Smoke scare causes library evacuation

Bostock Library was evacuated twice early Thursday afternoon after a fifth-floor air handling unit overheated and began emitting smoke.

No one was hurt in the incident, and no books or property were damaged, said Ashley Jackson, building manager for Perkins Library.

Phyllis Cooper, police major for the Duke University Police Department, added that nobody was ever in danger of being hurt.

Library workers said they smelled smoke in the basement of the building, which just opened in October 2005.

When the alarm went off the first time, Jackson said police and fire officials believed the smoke was coming from an electrical short in the elevator mechanical room.

After finding no fire, people were allowed to return into the building, Jackson said.

Cooper said about 20 minutes later the smoke detector alarms were tripped for a second time.

After inspecting the building again, the source of the smoke was determined to be a belt in a fifth-floor air handling unit.

Smoke spread through the building in the airshafts and concentrated in the elevator electrical room in the basement.

Jackson said the belts in the units are not standard across campus and that this kind of event is rare.

The Durham Fire Department responded to the call with at least three fire trucks and about a dozen officers. Fire Department official T. W. Reams said the division was responding to a call for a construction fire.

"Normally Duke police come and check the building," Jackson said, noting that a large majority of fire alarms turn out to be false alarms. "Somehow the alarm was turned off, and [the belt] didn't get checked."

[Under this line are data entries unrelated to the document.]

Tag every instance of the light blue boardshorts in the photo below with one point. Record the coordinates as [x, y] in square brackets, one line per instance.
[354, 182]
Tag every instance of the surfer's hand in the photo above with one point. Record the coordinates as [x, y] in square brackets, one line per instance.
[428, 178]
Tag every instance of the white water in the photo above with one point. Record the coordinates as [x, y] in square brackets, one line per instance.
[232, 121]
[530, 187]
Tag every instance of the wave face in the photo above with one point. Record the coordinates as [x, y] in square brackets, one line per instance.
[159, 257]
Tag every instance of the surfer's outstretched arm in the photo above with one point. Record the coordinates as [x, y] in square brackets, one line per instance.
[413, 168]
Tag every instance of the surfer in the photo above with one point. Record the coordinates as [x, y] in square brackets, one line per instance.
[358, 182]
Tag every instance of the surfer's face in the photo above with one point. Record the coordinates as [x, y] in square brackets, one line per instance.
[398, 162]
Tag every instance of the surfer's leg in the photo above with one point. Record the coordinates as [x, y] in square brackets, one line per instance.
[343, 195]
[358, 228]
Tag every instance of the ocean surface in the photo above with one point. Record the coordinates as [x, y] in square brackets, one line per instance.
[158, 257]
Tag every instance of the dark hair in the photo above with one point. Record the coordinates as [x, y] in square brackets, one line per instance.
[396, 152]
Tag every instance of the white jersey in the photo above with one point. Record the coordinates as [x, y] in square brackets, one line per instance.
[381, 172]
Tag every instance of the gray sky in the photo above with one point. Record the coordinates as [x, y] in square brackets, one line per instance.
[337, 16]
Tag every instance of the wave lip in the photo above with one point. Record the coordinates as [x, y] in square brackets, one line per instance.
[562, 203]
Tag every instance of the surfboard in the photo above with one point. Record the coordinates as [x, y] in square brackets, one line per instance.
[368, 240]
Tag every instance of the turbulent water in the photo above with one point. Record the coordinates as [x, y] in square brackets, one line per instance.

Cooper said officers first look on the fire panel to locate the area that is in trouble. Officials then check the area in question for the source of what triggered the fire alarm.

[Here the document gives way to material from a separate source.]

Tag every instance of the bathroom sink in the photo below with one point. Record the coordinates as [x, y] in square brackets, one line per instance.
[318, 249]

"There's a lot of times when the fire alarms will go off and they look and they can't find anything," Cooper said. "If there isn't any smoke or fire or anything obvious to show the officers what's going on, the fire department will clear."

The air handling units bring in fresh air and discharge stale air. Jackson said Bostock has four units and was designed to operate with one or two functioning units.

"The air doesn't circulate as quickly, but it does circulate and move," he said, adding that the broken unit should be fixed Friday.

Cindy Shurling, a second-year graduate student in the Nicholas School of Earth and Ocean Sciences, was one of about 75 people waiting outside for the building to reopen.

"I am a little bored," she said. "I imagine some people were working on things that were time-sensitive."

Lenore Ramm, an applications specialist for the Center for Instructional Technology, said she could smell the smoke in the stairwell.

Ramm, who was in a wheelchair, said she had to wait on the second floor for help before evacuating the building.

She was eventually evacuated with help from her CIT co-workers through a connection to Perkins Library.

"I wasn't really scared because Bostock is full of sprinklers," she said. "According to Fire Safety, nobody has ever died in a building with sprinklers. As long as I could see a sprinkler, I was probably in good shape."

"At least it's nice out," she added. "Better being evacuated when it's 70 degrees outside."